Figura 3 –Odontometria
Figura 4 – Conometria Figura 5 – Obturação
O uso da medicação intra-canal auxilia no controle pós-operatório, visto que o
preparo mecânico sozinho não alcança todo o sistema de canais laterais e acessórios e
também os túbulos dentinários. Existem diversas opções de curativos de demora, como
antibióticos associados com corticoides, compostos fenólicos (PMCC) e hidróxido de
cálcio7.
Nesse caso, foi eleito o hidróxido de cálcio como curativo de demora por ele
impedir o crescimento bacteriano devido ao seu alto pH, além de ser biocompatível e
favorecer o reparo apical. A permanência dentro do canal radicular, em contato direto com
as paredes dentinárias, é aceita por tempos relativamente longos (mais de 30 dias) 2,
quando não há presença de exsudato, caso contrário, a troca do material deve
obrigatoriamente ser feito de 7 em 7 dias. Ele pode ser preparado com vários veículos
como, água destilada, propilenoglicol e soro fisiológico, pode ser levado até o canal
radicular por meio de propulsor de Lentulo, limas, ou seringa endodôntica de Mario
Leonardo. Alguns estudos demonstraram que não há diferença na eficácia do material
com as diferentes técnicas de inserção, porém outros relataram melhor preenchimento
apical utilizando a seringa Mario Leonardo, a qual foi utilizada no presente caso 6,8. Por
agir por contato, o hidróxido de cálcio deve ser utilizado em canais modelados, seco e
após a remoção da smear layer das paredes dentinárias, através do uso de EDTA7.

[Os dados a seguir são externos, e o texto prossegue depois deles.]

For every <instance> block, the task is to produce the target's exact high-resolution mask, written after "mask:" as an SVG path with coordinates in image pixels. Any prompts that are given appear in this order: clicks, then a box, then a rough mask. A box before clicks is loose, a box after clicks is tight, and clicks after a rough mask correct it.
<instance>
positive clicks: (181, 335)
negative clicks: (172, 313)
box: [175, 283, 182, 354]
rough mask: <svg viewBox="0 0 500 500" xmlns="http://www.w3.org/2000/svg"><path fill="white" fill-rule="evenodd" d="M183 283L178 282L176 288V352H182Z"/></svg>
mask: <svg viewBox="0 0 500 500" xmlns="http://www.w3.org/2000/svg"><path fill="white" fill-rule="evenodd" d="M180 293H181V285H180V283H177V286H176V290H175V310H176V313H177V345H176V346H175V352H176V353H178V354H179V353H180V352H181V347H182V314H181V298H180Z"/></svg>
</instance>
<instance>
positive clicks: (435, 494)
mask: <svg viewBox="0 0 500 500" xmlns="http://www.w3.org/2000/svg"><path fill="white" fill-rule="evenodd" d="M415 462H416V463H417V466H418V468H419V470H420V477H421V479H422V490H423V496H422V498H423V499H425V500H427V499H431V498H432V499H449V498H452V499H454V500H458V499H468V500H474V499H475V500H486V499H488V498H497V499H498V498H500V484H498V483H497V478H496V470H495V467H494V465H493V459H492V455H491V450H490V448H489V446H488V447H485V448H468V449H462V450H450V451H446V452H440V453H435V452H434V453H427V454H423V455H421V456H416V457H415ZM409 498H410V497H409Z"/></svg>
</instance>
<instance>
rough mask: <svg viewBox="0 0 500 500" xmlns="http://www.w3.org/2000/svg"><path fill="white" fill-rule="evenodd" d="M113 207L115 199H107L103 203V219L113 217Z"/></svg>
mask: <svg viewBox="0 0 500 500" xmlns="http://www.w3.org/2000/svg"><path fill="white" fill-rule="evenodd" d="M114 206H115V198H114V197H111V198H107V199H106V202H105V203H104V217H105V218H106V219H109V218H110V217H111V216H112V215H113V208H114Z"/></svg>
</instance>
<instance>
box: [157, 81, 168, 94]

O paramonoclorofenol tem seu efeito aliado a sua característica fenólica e a
presença do íon cloro. Ele é adicionado de canfora, para ter a sua ação irritativa
diminuída, formando o paramonoclorofenol canforado (PMCC). O PMCC possui um
potencial antimicrobiano significativo, é delimitado por sua ação ser somente por contato,
e principalmente por ser inibido na presença de matéria orgânica, o que impede o seu uso
enquanto o canal radicular não esteja completamente limpo e seco, é indicado para casos
de canais radiculares finos, onde existe a dificuldade de inserção de hidróxido de cálcio7.
Com isso, o uso do PMCC é indicado associado com o hidróxido de cálcio, para
diminuir a sua toxicidade e aumentar o poder antimicrobiano do hidróxido de cálcio, como
vários estudos na literatura já demonstraram4.
A finalização do tratamento endodôntico e a restauração definitiva do
remanescente dentário deve ser realizada assim que a desinfecção do canal radicular
esteja completa, devido ao risco de fratura do dente por ele estar permanecendo com
uma restauração provisória7.
CONCLUSÃO
O tratamento do canal radicular deve ser realizado para que ocorra a regressão da
lesão periapical e o hidróxido de cálcio (Calen – SS WHITE) estimula o reparo periapical,
mesmo que não sejam realizadas trocas frequentes da medicação.